Em 2022, 879 milhões de adultos viviam com obesidade, em comparação com 195 milhões em 1990. As mulheres foram as mais afetadas, com as taxas de obesidade mais que dobrando nesse período. Já para os homens, o aumento foi de quase três vezes.
Crianças e adolescentes também não escaparam da epidemia. Em 2022, 159 milhões de jovens entre 5 e 19 anos estavam obesos, um aumento significativo em relação aos 31 milhões registrados em 1990.
No Brasil, a situação também é preocupante. O país ocupa o 54º lugar no ranking geral de obesidade em crianças e adolescentes. Em 1990, a taxa era de 3% para ambos os sexos. Em 2022, esse número subiu para 14% nas meninas e 17% nos meninos.
Especialistas alertam para os perigos da obesidade, que está associada a diversas doenças crônicas como diabetes tipo 2, doenças cardíacas, derrames e alguns tipos de câncer. A OMS estima que a obesidade cause 4,7 milhões de mortes por ano.

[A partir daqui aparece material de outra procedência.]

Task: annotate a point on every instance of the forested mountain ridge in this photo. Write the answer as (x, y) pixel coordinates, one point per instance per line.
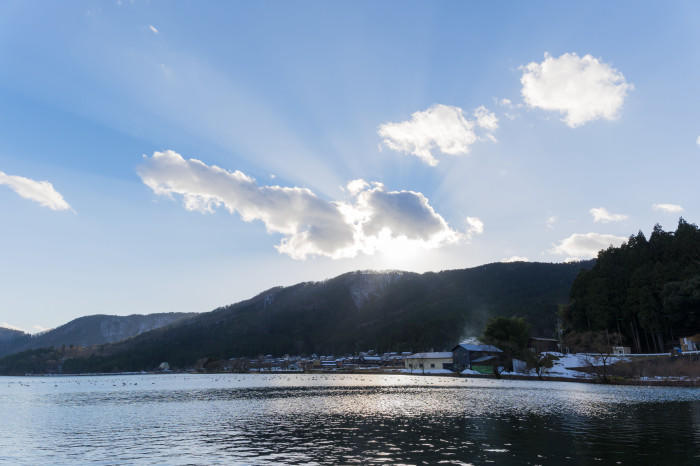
(646, 290)
(352, 312)
(88, 330)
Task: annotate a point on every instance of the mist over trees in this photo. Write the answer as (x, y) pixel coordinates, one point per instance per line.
(645, 293)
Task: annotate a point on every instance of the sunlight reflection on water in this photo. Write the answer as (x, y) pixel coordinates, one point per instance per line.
(206, 419)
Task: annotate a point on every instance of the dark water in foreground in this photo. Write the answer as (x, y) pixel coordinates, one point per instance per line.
(209, 419)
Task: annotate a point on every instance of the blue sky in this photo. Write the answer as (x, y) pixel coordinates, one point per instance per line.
(109, 101)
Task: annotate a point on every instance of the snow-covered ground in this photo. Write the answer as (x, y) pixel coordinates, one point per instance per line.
(426, 371)
(563, 367)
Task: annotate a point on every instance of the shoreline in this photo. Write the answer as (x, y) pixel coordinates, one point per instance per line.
(613, 381)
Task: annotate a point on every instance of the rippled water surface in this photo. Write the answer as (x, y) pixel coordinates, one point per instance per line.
(254, 419)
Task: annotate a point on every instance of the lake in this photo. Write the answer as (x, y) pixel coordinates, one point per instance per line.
(306, 418)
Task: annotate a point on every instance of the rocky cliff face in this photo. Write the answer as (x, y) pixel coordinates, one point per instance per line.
(87, 331)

Combater a epidemia de obesidade exige medidas urgentes por parte dos governos, da indústria alimentícia e da sociedade civil. É necessário investir em políticas públicas que promovam a alimentação saudável e a atividade física, além de regulamentar a publicidade de alimentos ultraprocessados e bebidas açucaradas.
Ações individuais também são importantes. Adotar uma dieta equilibrada, praticar exercícios físicos regularmente e manter um peso saudável são medidas essenciais para prevenir a obesidade e suas consequencias.
O combate à obesidade é um desafio global que exige um esforço conjunto de todos os setores da sociedade. Através de medidas abrangentes e ações individuais, podemos reverter essa epidemia e construir um futuro mais saudável para todos.